Desde o Natal, a casa está florida de orquídeas e copos-de-leite. A roseira média, no quintal, está com seis botões. As insistentes cavoucadas de Mellie na terra onde a planta está enraizada ainda não são suficientes para eliminar sua capacidade de dar vazão ao milagre que nela está contido.

Duas coisas ficaram pendentes de 2011: não ter dado continuidade ao curso de Letras e não ter conseguido comprar a casa. Ambas as pendências trazem consigo a mais perfeita possibilidade de solução: é só ter dinheiro.

Em 1971, FHC lançava na Argentina o livro "Ideologías de la burguesía en sociedades independientes".

Ler muito um determinado autor nos aproxima da pessoa.
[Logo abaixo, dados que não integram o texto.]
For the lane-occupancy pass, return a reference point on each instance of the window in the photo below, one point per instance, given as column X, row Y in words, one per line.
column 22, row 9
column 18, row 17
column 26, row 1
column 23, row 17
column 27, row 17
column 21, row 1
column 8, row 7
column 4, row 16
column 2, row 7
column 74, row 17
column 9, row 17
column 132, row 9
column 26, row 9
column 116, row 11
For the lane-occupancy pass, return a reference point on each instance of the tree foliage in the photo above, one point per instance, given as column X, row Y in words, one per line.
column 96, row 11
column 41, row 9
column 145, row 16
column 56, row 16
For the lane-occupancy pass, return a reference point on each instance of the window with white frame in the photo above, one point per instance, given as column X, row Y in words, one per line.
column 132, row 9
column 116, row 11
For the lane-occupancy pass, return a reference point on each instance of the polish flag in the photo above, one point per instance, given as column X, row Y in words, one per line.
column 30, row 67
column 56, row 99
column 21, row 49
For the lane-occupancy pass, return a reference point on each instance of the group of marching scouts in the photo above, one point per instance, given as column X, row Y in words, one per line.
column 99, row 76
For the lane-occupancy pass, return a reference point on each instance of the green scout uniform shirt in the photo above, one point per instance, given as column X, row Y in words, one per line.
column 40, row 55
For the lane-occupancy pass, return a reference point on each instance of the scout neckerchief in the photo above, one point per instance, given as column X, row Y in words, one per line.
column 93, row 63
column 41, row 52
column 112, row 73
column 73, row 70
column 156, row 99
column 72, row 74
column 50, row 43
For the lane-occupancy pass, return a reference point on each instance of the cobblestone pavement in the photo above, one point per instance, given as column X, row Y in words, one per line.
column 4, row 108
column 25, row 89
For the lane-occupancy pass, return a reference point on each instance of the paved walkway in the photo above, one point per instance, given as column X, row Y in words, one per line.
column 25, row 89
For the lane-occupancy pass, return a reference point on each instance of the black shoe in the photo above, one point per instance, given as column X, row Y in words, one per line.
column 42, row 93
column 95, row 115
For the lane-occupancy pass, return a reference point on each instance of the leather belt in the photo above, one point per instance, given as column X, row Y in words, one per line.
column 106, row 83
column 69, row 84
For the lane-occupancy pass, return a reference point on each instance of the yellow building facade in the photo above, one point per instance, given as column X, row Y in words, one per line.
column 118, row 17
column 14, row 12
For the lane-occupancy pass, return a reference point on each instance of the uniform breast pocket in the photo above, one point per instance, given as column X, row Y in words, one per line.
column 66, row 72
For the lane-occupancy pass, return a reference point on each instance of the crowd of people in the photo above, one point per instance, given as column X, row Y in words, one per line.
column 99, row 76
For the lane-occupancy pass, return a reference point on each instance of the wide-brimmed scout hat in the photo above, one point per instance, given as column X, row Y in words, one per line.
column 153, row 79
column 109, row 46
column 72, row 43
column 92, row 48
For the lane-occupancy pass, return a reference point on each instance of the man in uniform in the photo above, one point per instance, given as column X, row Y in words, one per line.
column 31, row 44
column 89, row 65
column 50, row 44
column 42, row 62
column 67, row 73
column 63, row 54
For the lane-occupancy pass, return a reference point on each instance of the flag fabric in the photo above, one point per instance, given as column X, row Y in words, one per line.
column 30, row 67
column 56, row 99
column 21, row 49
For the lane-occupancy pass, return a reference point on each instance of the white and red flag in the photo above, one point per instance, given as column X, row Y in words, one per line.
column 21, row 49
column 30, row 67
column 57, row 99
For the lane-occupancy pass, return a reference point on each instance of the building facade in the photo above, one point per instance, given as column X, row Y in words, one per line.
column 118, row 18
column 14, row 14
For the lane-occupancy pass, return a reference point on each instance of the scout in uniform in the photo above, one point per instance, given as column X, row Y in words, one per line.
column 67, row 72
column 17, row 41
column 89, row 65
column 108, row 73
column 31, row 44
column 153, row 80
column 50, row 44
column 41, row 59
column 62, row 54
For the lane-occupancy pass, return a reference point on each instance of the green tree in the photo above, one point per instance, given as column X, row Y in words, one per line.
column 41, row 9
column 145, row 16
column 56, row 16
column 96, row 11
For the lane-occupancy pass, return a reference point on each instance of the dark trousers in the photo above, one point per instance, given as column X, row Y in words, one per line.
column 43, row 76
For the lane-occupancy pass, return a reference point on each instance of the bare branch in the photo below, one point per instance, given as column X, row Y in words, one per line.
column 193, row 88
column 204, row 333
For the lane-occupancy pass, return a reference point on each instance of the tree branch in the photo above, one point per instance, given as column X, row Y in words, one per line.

Penso na esposa e nos filhos de Piza com a preocupação de quem pensa em algum parente ou amigo muito próximo. Eis um dos mistérios da relação da arte, seu autor e o homem comum -a quem a própria arte se destina.
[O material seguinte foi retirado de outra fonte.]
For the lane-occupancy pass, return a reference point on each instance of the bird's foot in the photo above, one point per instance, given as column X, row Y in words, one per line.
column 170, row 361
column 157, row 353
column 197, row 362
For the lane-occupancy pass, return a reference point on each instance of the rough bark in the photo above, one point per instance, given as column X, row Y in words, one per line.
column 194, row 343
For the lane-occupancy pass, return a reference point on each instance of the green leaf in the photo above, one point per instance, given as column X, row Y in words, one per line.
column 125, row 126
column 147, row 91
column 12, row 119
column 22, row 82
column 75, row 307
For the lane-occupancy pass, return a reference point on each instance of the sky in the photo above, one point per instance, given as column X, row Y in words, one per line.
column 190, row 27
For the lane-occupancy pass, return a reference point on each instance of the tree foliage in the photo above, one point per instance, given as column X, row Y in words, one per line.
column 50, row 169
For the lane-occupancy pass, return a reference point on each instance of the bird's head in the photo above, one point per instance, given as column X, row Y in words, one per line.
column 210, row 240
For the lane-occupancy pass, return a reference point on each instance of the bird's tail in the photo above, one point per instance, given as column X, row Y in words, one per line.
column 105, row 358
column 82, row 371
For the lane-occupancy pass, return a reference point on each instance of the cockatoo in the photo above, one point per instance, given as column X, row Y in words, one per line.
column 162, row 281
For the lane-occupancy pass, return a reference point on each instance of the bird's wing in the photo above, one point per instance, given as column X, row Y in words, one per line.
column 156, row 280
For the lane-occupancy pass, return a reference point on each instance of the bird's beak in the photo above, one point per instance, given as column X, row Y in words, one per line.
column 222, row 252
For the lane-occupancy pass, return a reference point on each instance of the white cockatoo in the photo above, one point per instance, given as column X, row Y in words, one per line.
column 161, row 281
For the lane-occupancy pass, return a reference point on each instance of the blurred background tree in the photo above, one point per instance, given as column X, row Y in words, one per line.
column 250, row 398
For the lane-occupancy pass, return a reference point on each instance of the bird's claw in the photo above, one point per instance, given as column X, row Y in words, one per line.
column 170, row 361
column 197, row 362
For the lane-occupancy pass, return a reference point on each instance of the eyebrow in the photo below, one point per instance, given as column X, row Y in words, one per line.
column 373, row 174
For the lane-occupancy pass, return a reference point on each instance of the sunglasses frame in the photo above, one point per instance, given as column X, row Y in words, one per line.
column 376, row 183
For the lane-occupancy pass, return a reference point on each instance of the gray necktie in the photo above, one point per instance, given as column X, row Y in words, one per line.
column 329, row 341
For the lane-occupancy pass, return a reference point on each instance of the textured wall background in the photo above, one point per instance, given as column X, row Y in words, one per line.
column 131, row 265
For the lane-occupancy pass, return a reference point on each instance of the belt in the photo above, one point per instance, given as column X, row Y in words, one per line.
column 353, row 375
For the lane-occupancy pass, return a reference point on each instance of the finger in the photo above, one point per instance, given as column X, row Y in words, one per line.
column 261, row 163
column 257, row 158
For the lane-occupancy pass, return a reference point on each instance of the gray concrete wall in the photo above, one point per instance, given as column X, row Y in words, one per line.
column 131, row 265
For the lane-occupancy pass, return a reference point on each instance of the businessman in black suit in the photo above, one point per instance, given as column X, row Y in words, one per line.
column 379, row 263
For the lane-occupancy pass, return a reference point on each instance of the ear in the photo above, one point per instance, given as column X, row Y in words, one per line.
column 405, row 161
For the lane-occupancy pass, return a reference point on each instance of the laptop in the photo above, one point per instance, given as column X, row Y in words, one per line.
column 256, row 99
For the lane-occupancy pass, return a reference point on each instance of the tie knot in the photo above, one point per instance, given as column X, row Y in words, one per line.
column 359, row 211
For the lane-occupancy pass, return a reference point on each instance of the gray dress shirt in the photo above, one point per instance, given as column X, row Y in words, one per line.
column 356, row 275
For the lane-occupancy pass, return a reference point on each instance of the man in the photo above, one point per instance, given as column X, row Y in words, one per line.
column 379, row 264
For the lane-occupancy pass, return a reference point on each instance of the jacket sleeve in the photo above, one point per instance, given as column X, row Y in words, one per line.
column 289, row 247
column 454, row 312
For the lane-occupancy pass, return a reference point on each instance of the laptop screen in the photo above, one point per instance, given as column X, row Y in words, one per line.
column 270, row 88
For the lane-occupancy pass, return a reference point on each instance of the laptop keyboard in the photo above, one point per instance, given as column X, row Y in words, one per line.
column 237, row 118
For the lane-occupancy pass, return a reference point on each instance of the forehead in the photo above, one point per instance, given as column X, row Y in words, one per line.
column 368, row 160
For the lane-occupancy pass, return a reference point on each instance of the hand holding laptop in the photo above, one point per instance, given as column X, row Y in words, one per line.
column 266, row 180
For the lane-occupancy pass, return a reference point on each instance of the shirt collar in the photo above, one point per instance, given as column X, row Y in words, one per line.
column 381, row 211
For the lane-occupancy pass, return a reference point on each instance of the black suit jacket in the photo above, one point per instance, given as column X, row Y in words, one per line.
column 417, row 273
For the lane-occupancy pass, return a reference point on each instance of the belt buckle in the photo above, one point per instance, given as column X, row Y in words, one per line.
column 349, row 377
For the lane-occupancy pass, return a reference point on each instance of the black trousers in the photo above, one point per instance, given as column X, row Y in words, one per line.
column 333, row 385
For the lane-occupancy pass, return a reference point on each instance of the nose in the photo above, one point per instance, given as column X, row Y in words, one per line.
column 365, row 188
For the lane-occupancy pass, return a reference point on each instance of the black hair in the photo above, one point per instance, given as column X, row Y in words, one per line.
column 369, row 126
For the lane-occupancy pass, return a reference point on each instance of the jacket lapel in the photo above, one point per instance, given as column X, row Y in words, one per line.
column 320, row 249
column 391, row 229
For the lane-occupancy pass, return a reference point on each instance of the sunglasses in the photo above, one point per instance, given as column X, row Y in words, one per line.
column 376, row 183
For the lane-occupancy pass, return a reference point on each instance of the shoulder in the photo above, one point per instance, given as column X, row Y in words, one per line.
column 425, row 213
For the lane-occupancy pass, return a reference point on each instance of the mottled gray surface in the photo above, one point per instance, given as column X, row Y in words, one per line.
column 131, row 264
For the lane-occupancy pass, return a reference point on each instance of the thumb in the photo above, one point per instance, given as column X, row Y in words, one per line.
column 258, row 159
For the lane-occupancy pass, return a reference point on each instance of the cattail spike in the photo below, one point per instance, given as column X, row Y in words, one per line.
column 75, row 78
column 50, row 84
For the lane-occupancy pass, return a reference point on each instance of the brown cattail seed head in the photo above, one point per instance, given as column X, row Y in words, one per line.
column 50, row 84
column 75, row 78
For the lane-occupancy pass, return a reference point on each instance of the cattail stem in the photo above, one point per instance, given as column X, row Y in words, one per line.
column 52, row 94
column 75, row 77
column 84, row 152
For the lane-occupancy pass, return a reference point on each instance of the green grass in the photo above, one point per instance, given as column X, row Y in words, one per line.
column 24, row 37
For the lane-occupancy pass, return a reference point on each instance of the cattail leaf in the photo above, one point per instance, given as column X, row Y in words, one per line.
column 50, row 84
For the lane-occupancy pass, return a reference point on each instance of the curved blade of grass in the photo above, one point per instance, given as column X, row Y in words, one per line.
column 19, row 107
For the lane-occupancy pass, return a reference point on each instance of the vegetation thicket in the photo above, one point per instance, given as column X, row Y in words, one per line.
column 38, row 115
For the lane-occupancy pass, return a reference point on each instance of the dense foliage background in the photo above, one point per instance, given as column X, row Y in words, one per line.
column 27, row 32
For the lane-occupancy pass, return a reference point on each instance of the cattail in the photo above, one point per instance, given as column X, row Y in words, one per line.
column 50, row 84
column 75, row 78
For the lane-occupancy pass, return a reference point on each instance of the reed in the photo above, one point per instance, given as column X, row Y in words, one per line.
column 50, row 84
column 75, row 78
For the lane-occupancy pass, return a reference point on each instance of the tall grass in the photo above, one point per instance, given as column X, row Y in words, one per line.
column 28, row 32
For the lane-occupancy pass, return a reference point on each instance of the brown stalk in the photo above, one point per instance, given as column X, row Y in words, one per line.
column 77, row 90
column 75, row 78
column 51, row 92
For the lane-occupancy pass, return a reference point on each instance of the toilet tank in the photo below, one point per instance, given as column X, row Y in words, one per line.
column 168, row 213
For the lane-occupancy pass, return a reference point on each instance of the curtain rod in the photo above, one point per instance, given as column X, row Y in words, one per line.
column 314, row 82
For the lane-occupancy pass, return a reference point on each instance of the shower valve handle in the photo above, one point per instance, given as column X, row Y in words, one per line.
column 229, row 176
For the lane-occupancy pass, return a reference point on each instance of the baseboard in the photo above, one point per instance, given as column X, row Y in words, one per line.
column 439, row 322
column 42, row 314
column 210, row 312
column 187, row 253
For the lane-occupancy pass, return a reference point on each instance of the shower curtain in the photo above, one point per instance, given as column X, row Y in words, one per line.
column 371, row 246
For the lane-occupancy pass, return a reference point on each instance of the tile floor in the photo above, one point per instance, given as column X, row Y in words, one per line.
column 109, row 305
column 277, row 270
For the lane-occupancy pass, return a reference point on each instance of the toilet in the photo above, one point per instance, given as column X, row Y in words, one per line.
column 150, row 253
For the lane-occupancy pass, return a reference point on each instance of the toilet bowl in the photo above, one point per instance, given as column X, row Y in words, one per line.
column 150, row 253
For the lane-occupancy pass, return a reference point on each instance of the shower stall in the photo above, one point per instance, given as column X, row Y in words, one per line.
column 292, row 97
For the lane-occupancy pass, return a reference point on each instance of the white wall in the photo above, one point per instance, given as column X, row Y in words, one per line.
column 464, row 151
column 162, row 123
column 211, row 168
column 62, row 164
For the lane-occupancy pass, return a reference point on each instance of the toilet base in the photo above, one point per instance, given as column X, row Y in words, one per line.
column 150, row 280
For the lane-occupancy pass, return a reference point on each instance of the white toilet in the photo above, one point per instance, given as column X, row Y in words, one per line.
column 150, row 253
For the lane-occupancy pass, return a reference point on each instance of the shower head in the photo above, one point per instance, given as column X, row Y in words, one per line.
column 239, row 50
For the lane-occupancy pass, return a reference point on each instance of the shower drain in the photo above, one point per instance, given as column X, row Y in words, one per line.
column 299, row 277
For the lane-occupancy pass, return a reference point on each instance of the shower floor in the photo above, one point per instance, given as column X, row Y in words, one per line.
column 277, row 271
Alguns poemas de 2011 ficarão perdidos aqui e ali, em papéis que não pretendo localizar.

"A era dos líderes carismáticos, cercados de uma aura romântica, está cedendo lugar à tecnocracia". Ao proferir esta frase em 1965, Roberto Campos não imaginava que, quarenta anos depois, o populismo se recuperaria e retornaria com força do limbo onde se encontrava, personificado em Macunaíma, a besta-fera.
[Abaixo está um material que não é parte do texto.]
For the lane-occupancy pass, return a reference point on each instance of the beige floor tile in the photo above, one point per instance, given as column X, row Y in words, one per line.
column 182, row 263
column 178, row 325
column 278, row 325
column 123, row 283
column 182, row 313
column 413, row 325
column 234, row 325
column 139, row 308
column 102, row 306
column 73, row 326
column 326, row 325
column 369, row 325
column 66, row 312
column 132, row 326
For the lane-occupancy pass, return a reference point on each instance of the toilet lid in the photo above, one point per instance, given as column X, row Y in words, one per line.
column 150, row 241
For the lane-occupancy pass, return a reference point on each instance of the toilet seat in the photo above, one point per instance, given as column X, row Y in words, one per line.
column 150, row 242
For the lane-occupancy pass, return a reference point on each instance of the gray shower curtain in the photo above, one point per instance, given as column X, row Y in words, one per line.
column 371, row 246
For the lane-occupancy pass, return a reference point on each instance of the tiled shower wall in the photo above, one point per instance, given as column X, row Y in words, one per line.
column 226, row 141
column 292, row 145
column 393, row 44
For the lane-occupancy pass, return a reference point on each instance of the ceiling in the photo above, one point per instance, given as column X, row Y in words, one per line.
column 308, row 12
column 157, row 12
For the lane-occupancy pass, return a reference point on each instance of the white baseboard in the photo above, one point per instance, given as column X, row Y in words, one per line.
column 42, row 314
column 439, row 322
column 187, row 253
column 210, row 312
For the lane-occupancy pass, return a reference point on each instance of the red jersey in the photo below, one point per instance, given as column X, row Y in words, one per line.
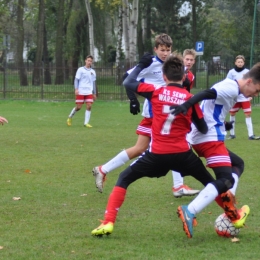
column 191, row 78
column 169, row 131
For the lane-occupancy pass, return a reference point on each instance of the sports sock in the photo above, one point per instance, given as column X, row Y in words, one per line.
column 115, row 162
column 204, row 198
column 249, row 126
column 234, row 188
column 72, row 113
column 87, row 117
column 177, row 179
column 232, row 131
column 115, row 201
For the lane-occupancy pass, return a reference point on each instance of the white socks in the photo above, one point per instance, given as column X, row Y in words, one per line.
column 204, row 198
column 249, row 126
column 72, row 113
column 115, row 162
column 87, row 117
column 232, row 131
column 177, row 179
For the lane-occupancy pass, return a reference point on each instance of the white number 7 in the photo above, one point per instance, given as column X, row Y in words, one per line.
column 168, row 122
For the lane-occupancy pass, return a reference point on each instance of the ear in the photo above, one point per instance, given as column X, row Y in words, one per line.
column 165, row 78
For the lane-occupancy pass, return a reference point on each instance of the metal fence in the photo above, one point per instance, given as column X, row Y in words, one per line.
column 109, row 82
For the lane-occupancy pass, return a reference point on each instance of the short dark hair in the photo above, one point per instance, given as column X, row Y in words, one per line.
column 163, row 39
column 90, row 56
column 173, row 67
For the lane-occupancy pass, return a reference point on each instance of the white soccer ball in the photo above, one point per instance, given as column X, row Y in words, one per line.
column 224, row 227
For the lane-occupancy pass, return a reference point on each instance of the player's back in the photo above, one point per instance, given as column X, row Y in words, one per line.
column 169, row 131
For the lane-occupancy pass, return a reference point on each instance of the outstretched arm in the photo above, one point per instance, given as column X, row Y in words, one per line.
column 206, row 94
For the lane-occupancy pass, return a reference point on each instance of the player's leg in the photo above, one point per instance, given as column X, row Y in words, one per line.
column 120, row 159
column 79, row 102
column 89, row 102
column 143, row 140
column 246, row 106
column 232, row 113
column 143, row 167
column 179, row 189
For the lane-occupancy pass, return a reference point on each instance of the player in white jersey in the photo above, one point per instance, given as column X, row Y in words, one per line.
column 85, row 90
column 242, row 102
column 217, row 102
column 152, row 74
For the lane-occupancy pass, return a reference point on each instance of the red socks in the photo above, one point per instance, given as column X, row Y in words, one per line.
column 115, row 201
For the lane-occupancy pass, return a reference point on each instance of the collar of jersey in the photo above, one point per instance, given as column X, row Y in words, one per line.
column 175, row 85
column 158, row 59
column 238, row 87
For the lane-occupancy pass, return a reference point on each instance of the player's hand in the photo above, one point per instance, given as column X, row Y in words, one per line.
column 176, row 110
column 229, row 125
column 134, row 106
column 146, row 60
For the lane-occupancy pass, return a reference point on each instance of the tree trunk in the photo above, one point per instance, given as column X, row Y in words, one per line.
column 36, row 80
column 133, row 31
column 59, row 80
column 119, row 70
column 125, row 16
column 20, row 44
column 91, row 28
column 46, row 61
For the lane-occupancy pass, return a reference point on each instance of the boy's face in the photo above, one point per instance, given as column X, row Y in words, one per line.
column 239, row 63
column 162, row 52
column 250, row 88
column 88, row 62
column 188, row 61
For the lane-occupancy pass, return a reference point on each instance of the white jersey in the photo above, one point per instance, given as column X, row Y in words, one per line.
column 215, row 111
column 86, row 77
column 233, row 74
column 153, row 75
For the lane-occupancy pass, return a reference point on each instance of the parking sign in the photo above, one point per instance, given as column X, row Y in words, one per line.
column 199, row 48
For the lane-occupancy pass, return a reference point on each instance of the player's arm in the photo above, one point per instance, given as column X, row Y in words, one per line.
column 206, row 94
column 76, row 86
column 198, row 119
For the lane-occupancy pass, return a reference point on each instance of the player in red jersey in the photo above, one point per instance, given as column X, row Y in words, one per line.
column 169, row 149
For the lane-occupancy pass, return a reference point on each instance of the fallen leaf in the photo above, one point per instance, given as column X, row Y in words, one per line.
column 235, row 239
column 16, row 198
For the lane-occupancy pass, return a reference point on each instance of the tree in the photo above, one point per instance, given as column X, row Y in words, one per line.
column 90, row 28
column 59, row 45
column 39, row 43
column 20, row 44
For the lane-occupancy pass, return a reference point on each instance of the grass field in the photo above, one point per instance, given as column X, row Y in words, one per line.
column 48, row 165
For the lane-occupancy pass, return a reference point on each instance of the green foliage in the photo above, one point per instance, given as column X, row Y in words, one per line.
column 49, row 165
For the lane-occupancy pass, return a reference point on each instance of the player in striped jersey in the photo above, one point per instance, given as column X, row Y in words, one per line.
column 215, row 105
column 242, row 102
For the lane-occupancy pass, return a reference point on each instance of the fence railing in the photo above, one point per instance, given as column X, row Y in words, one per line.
column 109, row 82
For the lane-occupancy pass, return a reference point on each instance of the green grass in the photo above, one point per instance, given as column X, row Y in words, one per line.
column 53, row 221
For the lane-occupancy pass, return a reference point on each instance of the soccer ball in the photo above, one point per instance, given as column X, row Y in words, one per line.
column 224, row 226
Pelo que se pode ver, ainda me encontro às voltas com a leitura de "As Veias Abertas da América Latina", de Eduardo Galeano -às voltas, portanto, com o demônio imperialista e a inocência da América Latina, pobre indefesa e eterna vítima do capitalismo genocida, primeiro dos descobridores, depois dos ingleses, e por fim dos norte-americanos. Estou quase emigrando para a Bolívia ou para o Paraguai, de tanta compaixão.

Imperdível a entrevista de Umberto Eco para a revista Época. Alguns excertos em destaque:

- Para Eco, Lutero pregava que os judeus, como assassinos de Jesus, deveriam ser dizimados.
- A raiz do nazismo vem da construção do inimigo, de delírios e paranoias. O inimigo sempre figura como uma espécie de monstro: tem de ser repugnante, feio e mal cheiroso. De alguma forma, o que causa repulsa no inimigo é algo que faz parte de nós.
- A televisão era útil para o ignorante porque selecionava a informação de que ele poderia precisar. A internet é perigosa para o ignorante porque não filtra nada para ele. Ela só é boa para quem já conhece -e sabe onde está o conhecimento. A longo prazo, o resultado pedagógico será dramático. Veremos multidões de ignorantes usando a internet para as mais variadas bobagens: jogos, bate-papos e busca de notícias irrelevantes.
- A França, infelizmente, experimenta uma certa decadência literária, e nada de bom apareceu nos últimos tempos. O mesmo parece se passar com a América Latina. Já vão longe os tempos de realismo fantástico de Garcia Márquez e Jorge Luis Borges. Nada tem vindo de lá que me pareça digno de nota.